第13話


「あれでよかったの、千代」

「ええ、こうすることが彼にとっても幸せなことなのよ」

「でも、彼といるとき貴女とても楽しそうだったじゃない」

「だからダメなのよ」

「えっ、それってどういう……」

「…………これ以上彼と一緒に居たら、私まで彼を好きになってしまうからよ」


「……——はい、カット! いったん休憩入りまーす!」

 時は流れ、翌日の昼間。

 僕は朝ドラの収録スタジオにいた。

 朝ドラの内容は物語の主人公であり二十八歳バツイチ女性の「千代(白浜さん)」と、画家を目指す大学一年生の「忠司(僕)」を中心とした恋愛ドラマ。

 さっきのシーンは忠司が千代に愛の告白をするも、千代がそれを断ってしまったことを知って彼女の同僚がそれについて尋ねてくるシーンである。

 本来同い年である白浜さんと僕が十歳差という設定は無理がある気もするが、白浜さんの大人びた演技力もあってか、さほど違和感はない。

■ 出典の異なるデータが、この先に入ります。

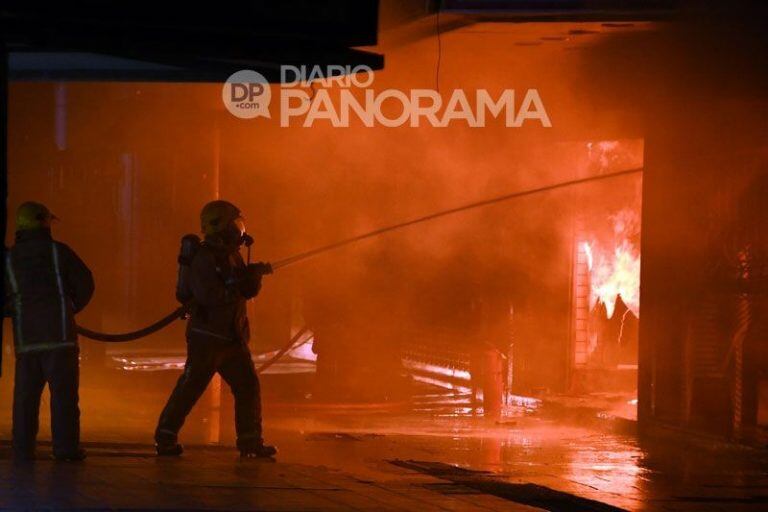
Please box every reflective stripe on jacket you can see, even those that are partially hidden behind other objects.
[187,242,261,344]
[5,229,94,353]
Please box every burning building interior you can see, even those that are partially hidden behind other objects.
[0,0,768,510]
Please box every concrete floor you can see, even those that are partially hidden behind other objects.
[0,358,768,511]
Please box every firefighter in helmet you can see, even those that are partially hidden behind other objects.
[5,202,94,460]
[155,201,277,458]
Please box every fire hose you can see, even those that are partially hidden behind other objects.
[77,167,643,346]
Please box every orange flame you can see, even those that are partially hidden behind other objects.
[583,210,640,318]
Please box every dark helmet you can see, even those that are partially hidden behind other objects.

 次のシーンは僕の出番があるし、台本でも見直しておくか。

 僕はスタジオの隅に設けられた休憩コーナーのパイプ椅子に腰かけながら、台本を開いていると。

「昨日ぶり、柊君」

 演技を終えた白浜さんが気軽に声を掛けてくれる。

「あっ、白浜さん」

「台本確認中?」

「はい、そんなところです」

「邪魔しちゃった? ごめん」

「い、いえ、そんなことないです! むしろ話しかけてくれたおかげで少し緊張が解けたくらいです」

「そう、ならよかった」

 昨日いろいろ話せたおかげか、スタジオでも自然と話ができている。

 最初はきょどりまくりだったしな、あはは……。

「そういえば昨日の——」

『プルルルル、プルルルル』

 白浜さんが何か言おうとした途端、僕の電話が鳴る。

 収録中だから電源切っていたはずなんだけど、切り忘れてたのかな。

 カメラが回っている時にならなかったのは幸いだった。

「あ、す、すいません。話の途中に」

「いい、別に気にしてない。それより、電話出たほうが良くない?」

「はい、少し席を外させてもらいます」

「んっ」

 席を立ち、お辞儀をしてからいったんスタジオを抜ける。

 スタジオの出入り口を開け、渡り廊下に出るとポケットで鳴り続けている携帯電話を取り出す。

 父さんから電話? 一体なんだろう。

 疑問を抱きながらも電話に出る。

『もしもし、アオトか?』

「僕の電話なんだから当たり前じゃん。——それで、どうしたの? もう梓の参観日に向かってるんだよね?」

 確か一昨日見たプリントでは1時から始まるはずだから、あと十五分ほどのはず。

 もう学校に着いていてもおかしくない時間だ。

『そ、そのことなんだが……』

 父さんはバツが悪そうに言葉を詰まらせる。

「どうしたのさ? まさか渋滞にでも巻き込まれたの?」

『いや違うんだ。そうじゃなくて……』

 何かを躊躇っているのか、言い渋っている様子だ。

「なんだよ、父さん。言ってくれないとわからないよ」

『……』

「父さん?」


『——……実は、父さんたち参観日に行けなくなったんだ』


 …………は?

「ど、どういうことだよそれ‼」

 思わず声を荒げてしまい、辺りにいたスタッフの視線を集めてしまう。

 ハッとそのことに気づいた僕は、そそくさとその場を立ち去ろうとロビーの方まで歩く。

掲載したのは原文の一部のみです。